In vier Jahrzehnten Innenpolitik hab ich mich immer wieder gefragt, warum genau in Österreich politische Ereignisse, Vorfälle, Handlungen ab einem gewissen Punkt meist in einer Farce enden. Das erste Mal wurde mir dieser Hang zum Lächerlichen 1978 bei der damals durchaus ernsten und notwendigen Diskussion um ein mögliches Endlager für den Atommüll bewusst. Immerhin sollte das Atomkraftwerk Zwentendorf ja demnächst in Betrieb gehen. Wochen-, wenn nicht monatelang prallten alle Für und Wider aufeinander. Im Februar soll der Bürgermeister von Alberndorf im Weinviertel angeboten haben, in seiner Gemeinde eine Deponie zu errichten.
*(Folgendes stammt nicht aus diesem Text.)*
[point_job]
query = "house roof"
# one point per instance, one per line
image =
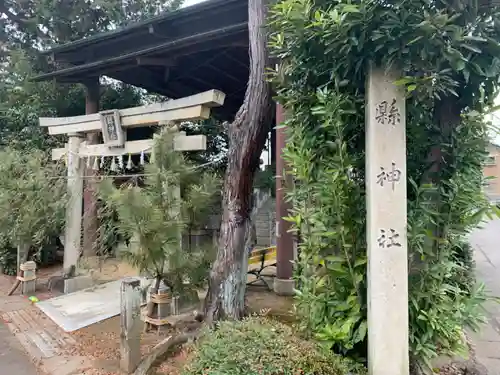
(179, 53)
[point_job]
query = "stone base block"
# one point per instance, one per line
(77, 283)
(284, 287)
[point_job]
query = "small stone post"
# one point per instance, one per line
(28, 282)
(130, 323)
(73, 232)
(386, 225)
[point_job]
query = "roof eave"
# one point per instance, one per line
(204, 6)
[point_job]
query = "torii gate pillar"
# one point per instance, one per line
(90, 221)
(74, 210)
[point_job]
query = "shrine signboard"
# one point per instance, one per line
(386, 225)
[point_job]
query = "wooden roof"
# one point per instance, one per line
(176, 54)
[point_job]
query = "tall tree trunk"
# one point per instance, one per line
(247, 137)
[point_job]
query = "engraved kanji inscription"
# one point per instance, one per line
(386, 113)
(389, 176)
(388, 238)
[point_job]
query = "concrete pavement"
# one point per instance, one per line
(486, 242)
(13, 359)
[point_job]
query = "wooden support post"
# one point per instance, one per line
(386, 225)
(72, 236)
(283, 284)
(90, 220)
(130, 323)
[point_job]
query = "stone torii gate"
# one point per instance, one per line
(113, 125)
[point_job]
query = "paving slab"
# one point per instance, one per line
(83, 308)
(13, 359)
(485, 242)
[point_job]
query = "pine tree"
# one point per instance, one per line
(156, 215)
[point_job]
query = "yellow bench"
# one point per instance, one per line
(260, 257)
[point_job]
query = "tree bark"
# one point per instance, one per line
(247, 136)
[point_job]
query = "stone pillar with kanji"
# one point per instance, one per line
(386, 225)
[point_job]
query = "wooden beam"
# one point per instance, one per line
(146, 119)
(211, 98)
(181, 143)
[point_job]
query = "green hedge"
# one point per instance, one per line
(259, 346)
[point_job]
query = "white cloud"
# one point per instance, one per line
(191, 2)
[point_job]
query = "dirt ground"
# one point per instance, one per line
(101, 342)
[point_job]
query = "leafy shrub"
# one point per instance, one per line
(259, 346)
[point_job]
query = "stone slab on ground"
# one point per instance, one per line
(83, 308)
(77, 283)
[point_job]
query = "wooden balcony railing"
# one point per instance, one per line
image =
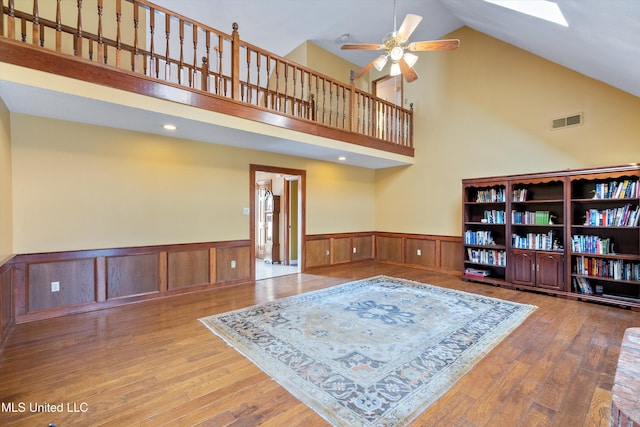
(143, 38)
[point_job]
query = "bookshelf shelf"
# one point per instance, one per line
(561, 232)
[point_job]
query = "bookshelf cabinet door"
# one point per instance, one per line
(550, 270)
(523, 267)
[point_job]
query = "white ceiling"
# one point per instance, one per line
(602, 40)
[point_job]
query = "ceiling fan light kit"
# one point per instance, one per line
(396, 47)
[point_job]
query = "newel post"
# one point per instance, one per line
(235, 62)
(352, 102)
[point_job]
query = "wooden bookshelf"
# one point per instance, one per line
(573, 233)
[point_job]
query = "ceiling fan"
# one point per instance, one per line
(397, 48)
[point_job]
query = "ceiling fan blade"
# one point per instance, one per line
(449, 44)
(408, 72)
(408, 26)
(364, 70)
(363, 46)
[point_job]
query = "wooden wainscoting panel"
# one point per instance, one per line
(450, 258)
(6, 302)
(318, 252)
(240, 257)
(131, 275)
(76, 280)
(427, 249)
(389, 248)
(364, 247)
(340, 250)
(188, 268)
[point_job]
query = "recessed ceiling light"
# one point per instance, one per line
(543, 9)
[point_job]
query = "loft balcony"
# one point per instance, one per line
(134, 65)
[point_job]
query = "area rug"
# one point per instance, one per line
(375, 352)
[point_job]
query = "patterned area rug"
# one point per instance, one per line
(375, 352)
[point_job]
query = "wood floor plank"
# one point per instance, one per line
(153, 363)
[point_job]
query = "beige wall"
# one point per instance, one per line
(312, 56)
(6, 221)
(87, 186)
(485, 110)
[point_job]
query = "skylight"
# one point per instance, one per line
(543, 9)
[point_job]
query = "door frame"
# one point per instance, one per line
(253, 169)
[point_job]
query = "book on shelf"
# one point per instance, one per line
(476, 272)
(624, 216)
(479, 237)
(520, 195)
(626, 189)
(547, 241)
(591, 244)
(582, 285)
(491, 195)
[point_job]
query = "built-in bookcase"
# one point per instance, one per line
(485, 234)
(605, 236)
(574, 233)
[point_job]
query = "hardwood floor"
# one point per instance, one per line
(153, 364)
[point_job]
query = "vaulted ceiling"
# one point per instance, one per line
(602, 39)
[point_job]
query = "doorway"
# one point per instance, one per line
(277, 221)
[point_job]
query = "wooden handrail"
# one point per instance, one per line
(182, 51)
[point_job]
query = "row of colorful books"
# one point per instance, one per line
(616, 269)
(479, 237)
(591, 244)
(547, 241)
(487, 256)
(582, 285)
(491, 195)
(493, 217)
(520, 195)
(527, 217)
(624, 216)
(476, 272)
(616, 190)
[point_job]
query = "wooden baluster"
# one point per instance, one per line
(294, 101)
(344, 108)
(134, 54)
(258, 56)
(58, 27)
(286, 86)
(220, 82)
(11, 21)
(77, 50)
(206, 62)
(316, 114)
(235, 62)
(100, 34)
(277, 97)
(152, 50)
(205, 72)
(2, 18)
(167, 29)
(303, 110)
(118, 34)
(192, 72)
(35, 27)
(324, 101)
(23, 30)
(268, 97)
(181, 62)
(248, 75)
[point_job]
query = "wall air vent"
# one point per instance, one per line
(568, 121)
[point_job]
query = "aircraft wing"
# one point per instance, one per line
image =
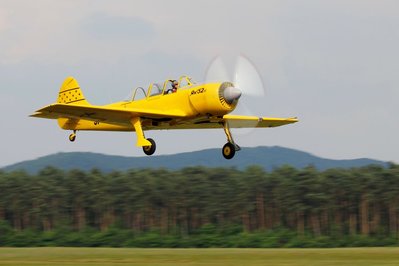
(234, 121)
(99, 113)
(240, 121)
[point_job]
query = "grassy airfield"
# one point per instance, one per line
(248, 257)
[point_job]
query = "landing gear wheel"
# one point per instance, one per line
(72, 137)
(149, 150)
(228, 151)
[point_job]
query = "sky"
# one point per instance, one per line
(333, 64)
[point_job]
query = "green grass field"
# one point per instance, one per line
(247, 257)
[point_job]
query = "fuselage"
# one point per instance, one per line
(194, 102)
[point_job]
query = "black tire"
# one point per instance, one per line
(149, 150)
(72, 137)
(228, 150)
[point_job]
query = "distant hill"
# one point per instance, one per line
(267, 157)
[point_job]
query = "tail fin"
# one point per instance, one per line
(70, 93)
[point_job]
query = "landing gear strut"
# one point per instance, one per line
(229, 149)
(72, 137)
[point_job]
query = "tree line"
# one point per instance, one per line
(200, 206)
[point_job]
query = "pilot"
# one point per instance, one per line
(175, 84)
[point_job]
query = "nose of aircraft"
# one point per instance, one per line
(231, 93)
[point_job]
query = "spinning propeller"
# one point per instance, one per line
(247, 84)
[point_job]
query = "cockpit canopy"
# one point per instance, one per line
(161, 88)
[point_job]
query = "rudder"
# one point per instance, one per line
(70, 93)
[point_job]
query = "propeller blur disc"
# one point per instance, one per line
(247, 78)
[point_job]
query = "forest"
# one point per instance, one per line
(201, 207)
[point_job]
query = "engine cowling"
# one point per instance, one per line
(215, 98)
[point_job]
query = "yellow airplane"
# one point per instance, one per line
(175, 104)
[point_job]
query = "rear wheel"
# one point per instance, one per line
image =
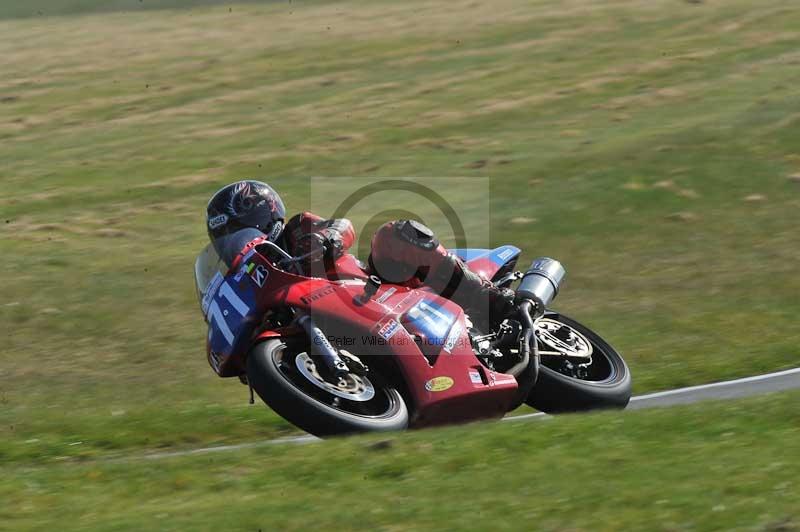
(291, 382)
(578, 371)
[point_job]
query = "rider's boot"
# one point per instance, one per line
(486, 304)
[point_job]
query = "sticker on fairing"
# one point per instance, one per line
(386, 295)
(452, 337)
(389, 329)
(259, 275)
(217, 221)
(439, 384)
(211, 290)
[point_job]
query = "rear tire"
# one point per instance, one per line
(610, 386)
(273, 374)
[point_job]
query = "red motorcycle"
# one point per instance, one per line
(348, 353)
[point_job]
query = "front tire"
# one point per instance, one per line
(605, 384)
(284, 377)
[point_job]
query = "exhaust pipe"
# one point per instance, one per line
(541, 282)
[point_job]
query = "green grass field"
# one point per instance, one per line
(683, 468)
(653, 147)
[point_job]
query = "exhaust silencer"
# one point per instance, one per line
(540, 283)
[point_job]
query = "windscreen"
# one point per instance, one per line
(207, 269)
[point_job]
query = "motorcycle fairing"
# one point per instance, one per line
(390, 328)
(450, 387)
(489, 262)
(230, 306)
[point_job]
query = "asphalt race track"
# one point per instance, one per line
(760, 384)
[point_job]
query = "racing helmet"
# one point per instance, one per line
(241, 205)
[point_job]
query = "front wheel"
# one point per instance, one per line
(578, 371)
(290, 382)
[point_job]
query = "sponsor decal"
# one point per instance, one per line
(387, 294)
(211, 290)
(439, 384)
(389, 329)
(505, 254)
(475, 376)
(217, 221)
(452, 338)
(318, 294)
(215, 360)
(259, 274)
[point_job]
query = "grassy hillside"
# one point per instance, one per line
(49, 8)
(685, 468)
(651, 146)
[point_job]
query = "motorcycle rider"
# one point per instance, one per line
(403, 252)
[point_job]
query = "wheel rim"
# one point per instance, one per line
(351, 387)
(357, 397)
(573, 351)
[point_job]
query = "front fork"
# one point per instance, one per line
(321, 347)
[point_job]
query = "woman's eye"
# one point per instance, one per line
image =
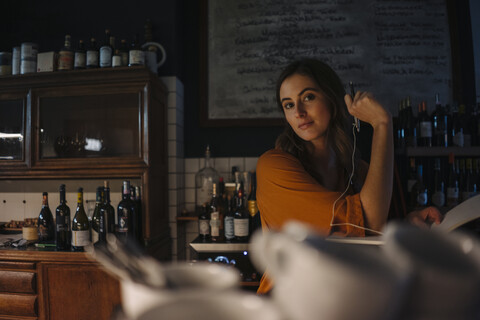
(309, 97)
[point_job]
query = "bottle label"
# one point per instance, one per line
(105, 57)
(65, 60)
(425, 129)
(136, 57)
(438, 199)
(80, 238)
(92, 58)
(458, 139)
(240, 227)
(204, 227)
(422, 199)
(80, 60)
(229, 228)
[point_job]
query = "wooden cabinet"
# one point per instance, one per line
(91, 124)
(55, 285)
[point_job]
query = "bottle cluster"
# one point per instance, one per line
(446, 126)
(232, 214)
(84, 54)
(75, 233)
(442, 182)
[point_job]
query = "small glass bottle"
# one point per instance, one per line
(46, 226)
(65, 56)
(204, 180)
(80, 59)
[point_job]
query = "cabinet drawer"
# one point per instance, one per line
(17, 282)
(17, 265)
(18, 305)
Er bekam Morddrohungen. Der kolportierte Name damals: Bürgermeister Weinwurm.
Das kann man nicht erfinden. Alberndorf und Weinwurm standen eine Zeit lang im Zentrum der Aufmerksamkeit. Dabei ging es damals weder um den Ort, noch den Politiker, ja nicht einmal um das sündteure betriebsfertige Kernkraftwerk, sondern darum, der Regierung Bruno Kreiskys nach der neuerlichen absoluten Mehrheit 1975 eine Niederlage zu verpassen. Ob Alberndorf überhaupt auch nur annähernd in Betracht zu ziehen wäre, spielte keine Rolle. Zu diesem Zeitpunkt waren aus den Atombefürwortern ÖVP und Industriellenvereinigung schon längst Kernkraftgegner geworden und aus den Skeptikern in der SPÖ Befürworter.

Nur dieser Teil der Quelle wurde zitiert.